At the innermost core of many algorithms in scientific computing is the task of summing up many floating-point numbers. Therefore, it is important to have algorithms that can handle this problem fast and accurately. A key issue in this context is the propagation of rounding errors. Zhu and Hayes’ algorithm, OnlineExactSum, presents an impressive solution to this problem.
As its name suggests, it is possible to prove that the algorithm computes the correctly rounded value of the exact sum of the input data. Moreover, the input data stream can be arbitrarily long, whereas the algorithm only needs to see one input at a time. The only restriction imposed is that the intermediate results are not allowed to contain overflows. Under this assumption, the authors prove the correctness of their method and demonstrate that it runs very fast; it only requires five floating-point operations per summand.
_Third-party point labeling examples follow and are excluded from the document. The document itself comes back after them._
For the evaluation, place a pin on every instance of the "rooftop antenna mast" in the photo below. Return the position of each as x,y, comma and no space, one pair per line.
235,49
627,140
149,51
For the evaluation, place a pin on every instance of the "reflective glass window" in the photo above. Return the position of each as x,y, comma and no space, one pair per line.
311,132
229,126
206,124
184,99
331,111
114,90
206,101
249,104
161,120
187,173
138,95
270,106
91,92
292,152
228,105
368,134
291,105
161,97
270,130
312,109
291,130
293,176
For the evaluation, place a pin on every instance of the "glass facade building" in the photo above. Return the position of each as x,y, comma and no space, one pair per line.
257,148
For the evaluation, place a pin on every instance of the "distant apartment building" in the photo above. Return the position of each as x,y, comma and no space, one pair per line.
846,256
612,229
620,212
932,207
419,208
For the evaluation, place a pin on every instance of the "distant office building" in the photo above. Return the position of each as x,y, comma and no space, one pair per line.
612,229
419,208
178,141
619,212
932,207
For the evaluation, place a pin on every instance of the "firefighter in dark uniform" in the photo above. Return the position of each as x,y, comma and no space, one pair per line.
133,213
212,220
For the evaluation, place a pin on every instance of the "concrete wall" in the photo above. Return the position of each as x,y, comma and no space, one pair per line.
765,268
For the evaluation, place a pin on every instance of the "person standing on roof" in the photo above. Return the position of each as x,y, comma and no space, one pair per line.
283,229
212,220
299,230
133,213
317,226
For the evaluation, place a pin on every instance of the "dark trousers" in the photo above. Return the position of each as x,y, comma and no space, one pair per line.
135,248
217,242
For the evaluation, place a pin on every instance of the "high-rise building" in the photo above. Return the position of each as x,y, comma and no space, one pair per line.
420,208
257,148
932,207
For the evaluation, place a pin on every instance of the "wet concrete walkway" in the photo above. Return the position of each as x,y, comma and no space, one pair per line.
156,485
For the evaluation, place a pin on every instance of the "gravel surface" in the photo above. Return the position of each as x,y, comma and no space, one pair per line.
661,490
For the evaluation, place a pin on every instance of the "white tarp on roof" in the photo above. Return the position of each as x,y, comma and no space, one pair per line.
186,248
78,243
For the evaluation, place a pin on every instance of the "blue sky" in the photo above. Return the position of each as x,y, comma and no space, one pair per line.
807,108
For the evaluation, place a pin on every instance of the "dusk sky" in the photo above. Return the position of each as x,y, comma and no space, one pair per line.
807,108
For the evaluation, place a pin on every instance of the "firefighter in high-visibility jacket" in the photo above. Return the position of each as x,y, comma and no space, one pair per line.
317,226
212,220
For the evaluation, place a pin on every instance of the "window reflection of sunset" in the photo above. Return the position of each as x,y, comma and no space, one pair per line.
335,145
The use of instruction-level parallelism then leads to a runtime that exceeds the potentially highly inaccurate ordinary recursive summation (which requires just one floating-point operation per summand) only by a factor in the range of two to three.
The method is based on HybridSum, the authors’ previous algorithm [1], which is based on an idea of Demmel and Hida [2] to use extra precision accumulators to sum floating-point numbers with identical exponents, and to provide a fast and accurate method (iFastSum) to compute a correctly rounded sum of these accumulators. The new idea is to double the number of accumulators, thus avoiding the necessity to split the input data. The algorithm is not only fast, but its memory requirements are also very modest and, in particular, independent of the length of the input stream.
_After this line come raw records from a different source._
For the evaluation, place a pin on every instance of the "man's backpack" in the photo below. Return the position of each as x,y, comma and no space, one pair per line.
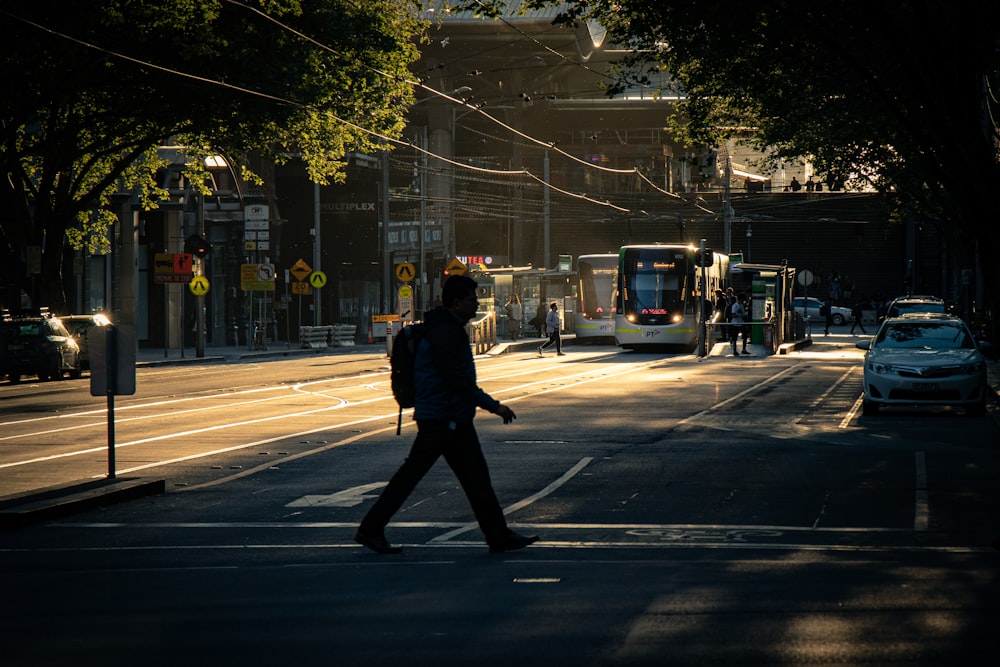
404,354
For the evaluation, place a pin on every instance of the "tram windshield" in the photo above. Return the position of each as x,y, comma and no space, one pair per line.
653,284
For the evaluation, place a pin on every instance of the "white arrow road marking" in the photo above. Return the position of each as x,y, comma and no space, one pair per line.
346,498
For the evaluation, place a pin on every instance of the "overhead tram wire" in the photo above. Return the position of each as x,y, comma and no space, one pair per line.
549,145
384,138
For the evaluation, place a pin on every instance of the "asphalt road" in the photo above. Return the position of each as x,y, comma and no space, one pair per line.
722,511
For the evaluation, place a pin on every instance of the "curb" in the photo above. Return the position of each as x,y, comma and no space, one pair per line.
35,506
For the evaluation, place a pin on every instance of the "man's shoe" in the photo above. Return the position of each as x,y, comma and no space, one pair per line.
512,542
376,543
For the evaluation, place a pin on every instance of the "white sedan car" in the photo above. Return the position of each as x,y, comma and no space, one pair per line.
813,306
924,359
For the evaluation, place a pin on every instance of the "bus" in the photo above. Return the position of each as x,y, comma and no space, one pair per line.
658,296
593,321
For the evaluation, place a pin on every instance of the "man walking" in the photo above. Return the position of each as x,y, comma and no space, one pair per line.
552,326
446,400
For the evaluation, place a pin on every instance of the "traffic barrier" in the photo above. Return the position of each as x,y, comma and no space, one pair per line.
482,333
342,335
315,338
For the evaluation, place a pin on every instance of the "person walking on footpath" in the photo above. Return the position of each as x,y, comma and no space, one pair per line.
514,315
826,310
736,313
552,326
858,312
445,405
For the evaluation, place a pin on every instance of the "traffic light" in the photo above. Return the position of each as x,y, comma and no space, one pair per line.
197,245
708,259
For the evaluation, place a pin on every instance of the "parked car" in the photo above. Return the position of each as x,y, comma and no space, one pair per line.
915,304
37,344
78,326
813,306
924,359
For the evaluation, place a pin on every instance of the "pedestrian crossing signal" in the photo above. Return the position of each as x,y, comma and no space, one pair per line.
197,245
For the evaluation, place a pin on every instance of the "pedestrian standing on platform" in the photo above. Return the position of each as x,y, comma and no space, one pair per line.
736,314
446,400
552,327
858,312
514,315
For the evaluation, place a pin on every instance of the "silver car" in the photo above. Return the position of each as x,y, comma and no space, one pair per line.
924,359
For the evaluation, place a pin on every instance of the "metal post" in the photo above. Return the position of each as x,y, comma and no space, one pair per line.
421,301
703,305
111,355
317,252
546,256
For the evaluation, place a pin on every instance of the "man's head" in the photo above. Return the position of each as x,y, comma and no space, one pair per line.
459,296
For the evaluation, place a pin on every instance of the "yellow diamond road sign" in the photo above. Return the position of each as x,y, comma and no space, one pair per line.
456,267
317,279
198,285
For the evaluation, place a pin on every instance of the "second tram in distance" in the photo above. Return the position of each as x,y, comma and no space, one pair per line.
658,298
594,320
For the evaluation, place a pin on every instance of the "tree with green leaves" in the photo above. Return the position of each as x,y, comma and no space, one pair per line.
91,89
899,95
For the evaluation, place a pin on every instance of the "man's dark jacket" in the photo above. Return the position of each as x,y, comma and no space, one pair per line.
445,372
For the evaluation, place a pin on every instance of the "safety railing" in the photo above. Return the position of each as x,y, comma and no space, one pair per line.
342,335
482,332
331,335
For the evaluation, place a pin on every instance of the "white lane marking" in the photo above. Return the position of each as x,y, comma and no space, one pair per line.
665,536
347,498
921,510
849,417
738,396
326,525
524,502
604,373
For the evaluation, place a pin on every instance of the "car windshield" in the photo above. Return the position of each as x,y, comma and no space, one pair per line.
924,335
922,307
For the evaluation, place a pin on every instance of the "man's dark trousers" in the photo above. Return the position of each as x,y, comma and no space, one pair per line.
463,453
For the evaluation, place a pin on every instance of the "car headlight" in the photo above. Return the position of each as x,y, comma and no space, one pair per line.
881,369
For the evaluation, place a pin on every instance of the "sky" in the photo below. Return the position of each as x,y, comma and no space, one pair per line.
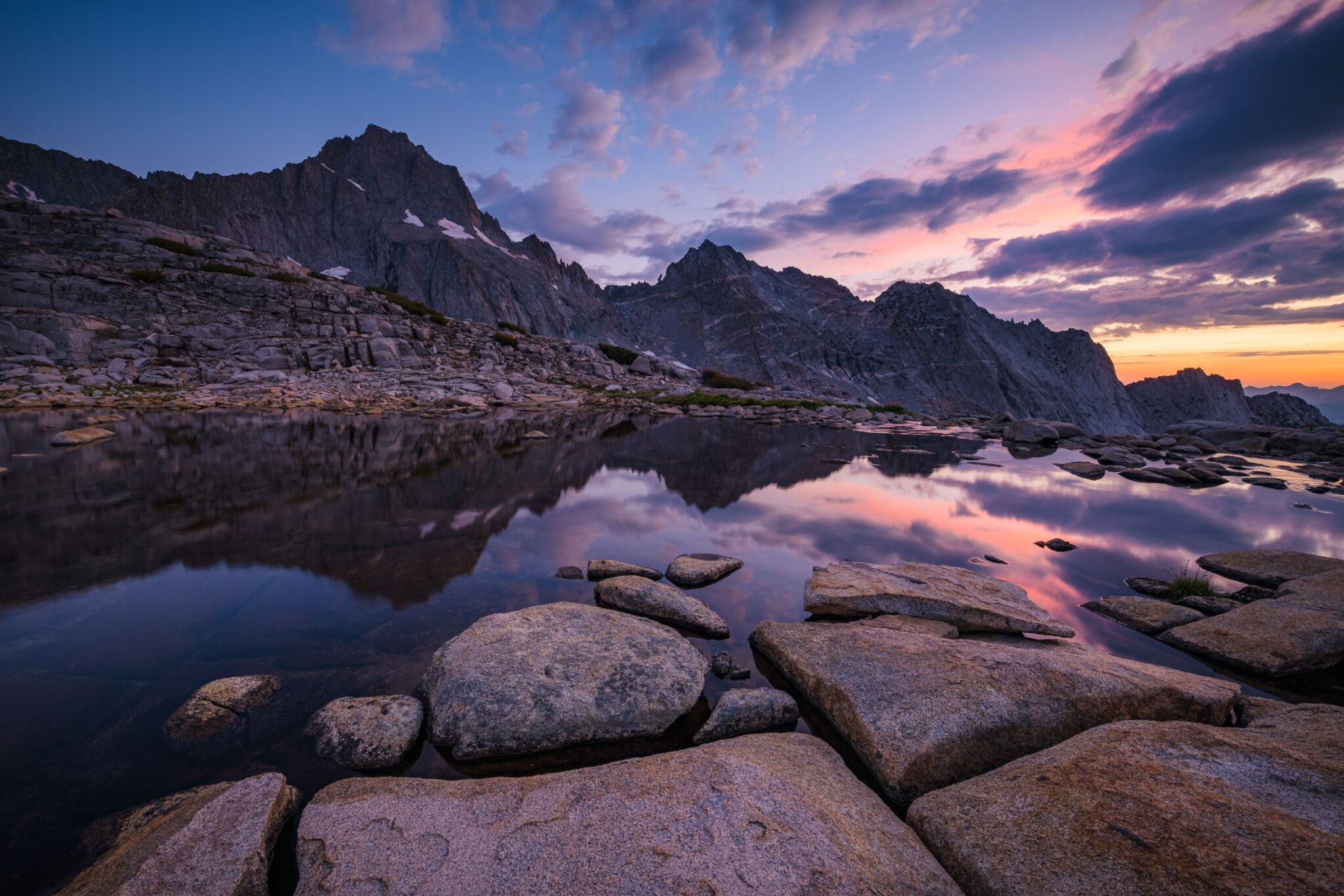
1162,174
A nice side effect of the fact that the method always produces the correct result is that it always produces the same result, no matter the order in which the summands are processed. This is important, for example, in parallel computations such as matrix/vector multiplications or scalar products, where each processor handles a part of the vectors or matrices under consideration and different runs of the program with identical input data may, due to different workloads of the processors, lead to intermediate results arriving out of order. Less sophisticated algorithms will then lead to rounding errors being propagated in different ways and, hence, to the loss of reproducibility of the results.
Readers will find that this algorithm has many applications in the field of scientific computing.